Order-Fulfillment-Settlement is probably the
most common business collaboration pattern.
It is characteristic of economic exchanges
between companies.

I'll first describe this pattern in (maybe annoyingly)
abstract terminology from the UMM "Economic
Elements".  Then I'll describe an example in
more everyday terms.

By "Order", we mean a type of EconomicContract 
which contains group of Commitments between 
trading partners, for example a Purchase Order 
where the Line Items are Commitments. 

Commitments are promises to execute specific 
EconomicEvents in the future: for example,
an Order Line Item often represents a commitment
from a supplier to delivery some goods, and a
reciprocal commitment from the customer to
pay for them.

EconomicEvents are transfers of ownership from
one trading partner to another:  for example,
delivering the goods, or making the payment.

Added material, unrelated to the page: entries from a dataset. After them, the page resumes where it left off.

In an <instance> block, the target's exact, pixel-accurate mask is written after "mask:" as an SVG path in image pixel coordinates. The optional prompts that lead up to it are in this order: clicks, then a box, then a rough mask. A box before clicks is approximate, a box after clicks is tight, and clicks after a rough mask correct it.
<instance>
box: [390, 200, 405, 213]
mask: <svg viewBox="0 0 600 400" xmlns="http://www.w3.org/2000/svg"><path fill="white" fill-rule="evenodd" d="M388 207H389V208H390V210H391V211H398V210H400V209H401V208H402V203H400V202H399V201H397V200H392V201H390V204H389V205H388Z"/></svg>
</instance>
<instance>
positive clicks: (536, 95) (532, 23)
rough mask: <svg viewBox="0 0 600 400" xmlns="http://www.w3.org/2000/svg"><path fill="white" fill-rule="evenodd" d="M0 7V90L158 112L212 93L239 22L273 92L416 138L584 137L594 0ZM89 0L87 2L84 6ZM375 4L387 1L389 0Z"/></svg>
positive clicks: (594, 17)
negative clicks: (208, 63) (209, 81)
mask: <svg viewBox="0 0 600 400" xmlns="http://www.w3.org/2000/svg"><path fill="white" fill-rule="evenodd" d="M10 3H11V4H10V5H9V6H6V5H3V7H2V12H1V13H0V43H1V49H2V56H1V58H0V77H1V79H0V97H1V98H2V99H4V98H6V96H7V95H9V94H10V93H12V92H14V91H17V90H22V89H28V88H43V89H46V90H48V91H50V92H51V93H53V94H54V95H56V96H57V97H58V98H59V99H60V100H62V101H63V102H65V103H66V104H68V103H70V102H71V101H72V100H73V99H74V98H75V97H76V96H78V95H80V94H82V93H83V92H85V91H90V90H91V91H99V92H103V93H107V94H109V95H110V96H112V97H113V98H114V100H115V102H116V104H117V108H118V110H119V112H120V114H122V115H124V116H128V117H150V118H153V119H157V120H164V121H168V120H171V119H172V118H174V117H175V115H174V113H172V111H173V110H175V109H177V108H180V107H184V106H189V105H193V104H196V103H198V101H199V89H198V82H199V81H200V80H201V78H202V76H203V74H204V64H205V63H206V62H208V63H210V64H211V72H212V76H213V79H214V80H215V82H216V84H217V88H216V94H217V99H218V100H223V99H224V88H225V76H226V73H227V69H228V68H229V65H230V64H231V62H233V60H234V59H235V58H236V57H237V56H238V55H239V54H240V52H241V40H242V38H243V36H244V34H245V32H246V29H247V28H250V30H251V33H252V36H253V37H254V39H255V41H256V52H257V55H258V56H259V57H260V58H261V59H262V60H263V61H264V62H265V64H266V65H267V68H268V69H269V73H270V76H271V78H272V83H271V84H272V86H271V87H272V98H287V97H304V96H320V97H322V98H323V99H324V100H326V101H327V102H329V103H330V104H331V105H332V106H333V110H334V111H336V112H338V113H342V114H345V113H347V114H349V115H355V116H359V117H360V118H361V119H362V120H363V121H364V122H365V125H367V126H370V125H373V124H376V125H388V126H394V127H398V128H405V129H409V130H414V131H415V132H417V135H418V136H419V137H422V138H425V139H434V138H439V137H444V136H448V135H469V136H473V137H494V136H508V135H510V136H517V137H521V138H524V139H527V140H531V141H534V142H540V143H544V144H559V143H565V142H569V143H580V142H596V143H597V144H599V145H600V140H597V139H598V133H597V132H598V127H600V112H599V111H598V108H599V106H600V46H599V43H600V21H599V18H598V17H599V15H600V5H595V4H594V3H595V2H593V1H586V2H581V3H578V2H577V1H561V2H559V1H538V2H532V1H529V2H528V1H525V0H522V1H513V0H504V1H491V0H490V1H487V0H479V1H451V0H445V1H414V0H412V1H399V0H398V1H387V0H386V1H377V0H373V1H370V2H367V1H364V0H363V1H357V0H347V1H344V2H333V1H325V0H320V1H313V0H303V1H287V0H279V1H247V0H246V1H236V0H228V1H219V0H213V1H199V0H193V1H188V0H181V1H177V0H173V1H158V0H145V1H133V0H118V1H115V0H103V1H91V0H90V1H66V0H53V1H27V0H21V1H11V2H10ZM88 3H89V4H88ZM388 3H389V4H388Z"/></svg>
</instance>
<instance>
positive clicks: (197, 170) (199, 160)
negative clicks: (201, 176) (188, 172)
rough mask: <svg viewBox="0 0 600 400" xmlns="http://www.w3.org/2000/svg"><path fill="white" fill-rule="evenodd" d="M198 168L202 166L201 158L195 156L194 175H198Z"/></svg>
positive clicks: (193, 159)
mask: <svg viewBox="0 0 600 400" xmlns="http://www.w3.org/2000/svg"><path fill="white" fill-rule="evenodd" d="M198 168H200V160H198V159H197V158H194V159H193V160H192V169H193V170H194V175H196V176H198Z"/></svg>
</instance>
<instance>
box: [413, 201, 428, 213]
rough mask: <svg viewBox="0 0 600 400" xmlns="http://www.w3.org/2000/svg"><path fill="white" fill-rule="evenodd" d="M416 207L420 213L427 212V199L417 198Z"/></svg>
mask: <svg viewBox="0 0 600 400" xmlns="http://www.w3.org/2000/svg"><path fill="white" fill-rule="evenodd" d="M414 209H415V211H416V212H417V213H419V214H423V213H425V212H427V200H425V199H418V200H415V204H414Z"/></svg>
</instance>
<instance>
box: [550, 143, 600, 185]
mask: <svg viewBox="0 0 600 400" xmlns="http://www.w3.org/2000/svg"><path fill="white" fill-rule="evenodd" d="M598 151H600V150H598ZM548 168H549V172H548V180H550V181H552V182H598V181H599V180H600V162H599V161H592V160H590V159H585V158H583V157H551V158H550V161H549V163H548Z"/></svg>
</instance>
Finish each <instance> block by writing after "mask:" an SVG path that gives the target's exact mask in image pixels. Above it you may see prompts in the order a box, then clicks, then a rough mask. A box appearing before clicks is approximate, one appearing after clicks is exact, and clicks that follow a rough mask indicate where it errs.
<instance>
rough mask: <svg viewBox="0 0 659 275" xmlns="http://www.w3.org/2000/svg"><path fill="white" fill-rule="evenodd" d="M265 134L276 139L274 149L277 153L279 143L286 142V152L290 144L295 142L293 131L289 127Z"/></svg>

Fulfillment means a relationship where an EconomicEvent
fulfills a Commitment: for example, delivery of the goods
fulfills the commitment to deliver.  Or, if this is a prepay
scenario, making the payment fulfills the commitment
to pay.

Settlement means a relationship where one EconomicEvent
compensates for a previous EconomicEvent in the same
collaboration.  I use "settlement" as the last term in 
the name of the pattern, because payment might not
be the last transaction.  Also, the relationship here is
between one EconomicEvent and another, although
the final transaction could also be the fulfillment
of a commitment.  The distinction is because if
(for example) the supplier only delivers part of the
committed goods, the customer is only obligated to
pay for the goods received, not the whole quantity
on the order line item.  (Or settlement could mean
settling claims rising from disputes or penalties.)

At the most abstract level, this is pretty close to a
universal business pattern.  However, there are
many variations:  prepayment or postpayment,
payment through an intermediary, shipment 
from an intermediary, etc.

Also, many things can go wrong:  commitments
may not be fulfilled, or may be only partially
fulfilled, or may be fulfilled late.  Advanced 
notifices of shipments and payments may
not jibe with that was actually received.

We want to capture in the pattern as many
of the things that can go wrong as seems
useful, and leave slots in the pattern for
business process modelers to specify
remedial actions.

The deliverable will be a business process
model (hopefully defined using the Business
Process Editor) along with a description
of the pattern and some of the many variations.

None of above will be complete or perfect
by Feb 17.  

If you want to help, the discussion will be
carried on this list: ebxml-ccbp-analysis@lists.ebxml.org
and on Wednesday conference calls which will be
announced on that list.

Current participants in alphabetical order:
  Jamie Clark
  Jim Clark
  Bob Haugen
  Ann Hendry
  Bill McCarthy
  Karsten Riemer
  Nita Sharma
  David Welsh

We need examples.  We'll start with Dave Welsh's
Nordstrom.com drop-ship scenario.  More are

We will use Bill McCarthy's REA semantic model
as our reference (it is the reference model behind
the economic elements in UMM).

This activity will also feed into the parallel discussion
of what kinds of collaboration choreography expressions
ebXML needs to support.  The collaboration patterns and
examples will be sources of business requirements.